Akkus in Elektroautos

Batteriebetriebene Elektroautos habe einen großen Akku, der meistens als flache Baugruppe im Unterboden unter den Sitzen verstaut ist (Skateboard-Bauweise). Gerade bei Fahrzeugen, die als Verbrenner konzipiert wurden, befindet sich in der elektrischen Variante der Akku auch mal im ehemaligen Motorraum. Die sogenannten Hochvolt-Akkus bestehen aus tausenden einzelnen Zellen (Lithium-Ionen zu je max. 4,2 Volt), die elektrisch so verschaltet wurden, dass der Akku eine elektrische Spannung von 400 bis 800 Volt erreicht (jeweils 96 bzw. 192 Zellen in Reihenschaltung).

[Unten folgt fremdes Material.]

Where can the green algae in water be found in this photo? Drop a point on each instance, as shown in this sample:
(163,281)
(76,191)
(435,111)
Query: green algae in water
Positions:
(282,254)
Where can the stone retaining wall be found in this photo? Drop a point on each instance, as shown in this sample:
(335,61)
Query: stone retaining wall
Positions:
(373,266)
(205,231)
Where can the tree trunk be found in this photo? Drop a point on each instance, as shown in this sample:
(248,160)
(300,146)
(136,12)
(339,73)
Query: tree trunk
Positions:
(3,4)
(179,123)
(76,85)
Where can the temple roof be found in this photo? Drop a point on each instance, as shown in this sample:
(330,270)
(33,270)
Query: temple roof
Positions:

Diese Spannung ist ideal für die Versorgung des Antriebstrangs und der elektrischen Heizung bzw. der Wärmepumpe. Aber für den Betrieb von den vielen kleinen elektrischen Geräten wie der Lüftung, dem Radio, dem Bordcomputer, der Beleuchtung usw. ist die Spannung viel zu hoch. Während beim Verbrenner eine Lichtmaschine aus der Motordrehung eine 12 Volt Spannung erzeugt, hat das Elektroauto dazu einen Gleichspannungswandler (DC/DC-Wandler). Diese Leistungselektronik wandelt die 400 Volt des großen Akkus in eine konstante 12 Volt Spannung um und versorgt damit die vielen kleinen elektronischen Geräte. Da einige dieser Geräte für Sicherheitsfunktionen zuständig sind (Notruf, Handbremse, ABS, Airbags, …), schreibt der Gesetzgeber vor, dass deren Energieversorgung vorrübergehend unabhängig von der Hauptenergiequelle des Fahrzeugs sein muss. Und jetzt kommt sie auch beim Elektroauto wieder ins Spiel: Die 12 Volt Batterie! Sie arbeitet also wie ein Energiepuffer und ist auch im E-Fahrzeug dafür zuständig, dass alle 12 Volt-basierten Geräte zuverlässig mit Spannung versorgt werden und dabei unabhängig vom Zustand des Hochvolt-Akkus sind.

 

Wie die 12 Volt Batterie geladen wird

Die Lichtmaschine des Verbrenners lädt bei laufendem Motor die 12 Volt Batterie nach. Die Spannung der sechs Zellen einer Blei-Säure-Batterie steigt dabei je nach Ladezustand auf jeweils über 2 Volt. Wenn das Fahrzeug länger steht, wird die Batterie durch die schleichende Entladung schwächer. Fällt die Spannung der Zellen dauerhaft unter 1,75 Volt, führt das irgendwann zum Defekt der Batterie. Kälte beschleunigt diesen Vorgang – der Grund für das Massensterben von Autobatterien zu Beginn der kalten Jahreszeit.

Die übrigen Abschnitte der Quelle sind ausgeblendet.